Why do I need a 'strategy' for the emergency fund? Because I believe
in having backup plans! Just in case something goes wrong like you
can't get to the bank, you lose your debit/credit card, the internet
explodes, etc.
So I decided to do something like this:
- 6 months' expenses in a long-term account e.g. 3yr deposit postal account
- 1 month's salary in your current account as a backup (like one of the YNAB principles)
- household item replacement fund in a simple online savings account linked to your current (checking) account - this is where you save a bit to replace your kettle/oven/etc. in case it breaks
- credit card (e.g. 0%) that you don't use. Then if you have the emergency like you spilt water all over your tv, you can buy a new one on the credit card and pay it off with the household item replacement fund.

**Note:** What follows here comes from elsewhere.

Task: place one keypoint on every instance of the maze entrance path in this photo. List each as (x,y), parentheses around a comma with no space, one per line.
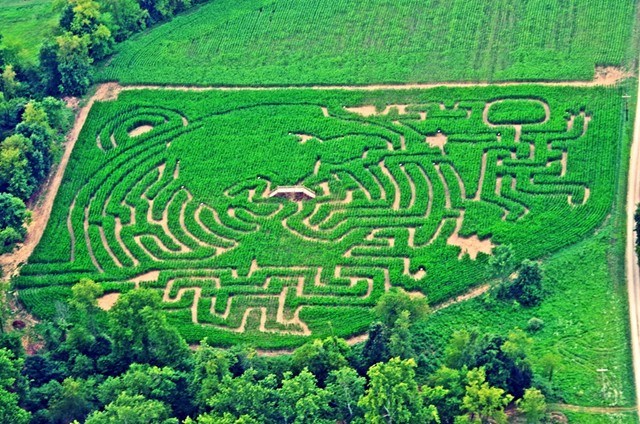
(380,189)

Of course, you may have contents insurance, but you just need to
be careful your premium wouldn't go up too much if you claimed a new
oven/tv etc. through the accidental damage coverage. I guess this is the
same as for minor car accidents, sometimes it's just cheaper to pay for
the repair, rather than claim it on the insurance as the premium could
jump horrendously.
There are a few sneaks you can do to make it easier too, such as use the kind of credit card that gives cashback/airmiles/tesco points/etc. as long as you pay it off every month. That way, you're essentially getting free money, or cash equivalents that you can use to put towards emergency funds or whatever else you want!

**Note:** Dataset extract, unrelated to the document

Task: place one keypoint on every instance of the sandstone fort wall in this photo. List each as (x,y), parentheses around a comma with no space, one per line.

You may be thinking: "Hmmm, that's a lot of cash lying around that could be invested". Well, yes it is a fair bit, but that is because only one of us is working right now, and we have a young child, so we don't want to take any chances. Plus, he's trying to walk right now, so I foresee potential broken TVs and the like, hence the desire for household item replacement fund! Everybody's situation is different. If I were single and childless, I would just have 3 months'+ of emergency fund, the backup 1 months' salary, and the rest I'd just add to value/dividend growth investments.
Clearly, if you can't get inflation-beating returns, then it also may not be worth it, but in our case we managed to get an account that pays RPI (usually the higher of the two inflation measures) plus 0.5%, so we are guaranteed to be ahead of inflation. If you cannot get something like this, then you may be better off keeping an unused credit card and putting the rest into dividend growth stocks.

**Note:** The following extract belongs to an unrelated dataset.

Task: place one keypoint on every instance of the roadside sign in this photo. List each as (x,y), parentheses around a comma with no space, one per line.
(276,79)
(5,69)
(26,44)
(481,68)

The other advantage of having a replacement item fund for us in particular, is that most stuff in our house is at least ten years' old. We have been really lucky I suppose, but we do try to look after our stuff. The PC I'm writing on is 11 yrs old! I also have another one which is something like 13+ yrs old. I have just upgraded them as and when I could, e.g. by maxing out the RAM, like Lanny did, or getting a better HD, additional storage, etc.
Reminder: I am not a financial advisor, you should make your own decisions consulting a registered professional if needs be.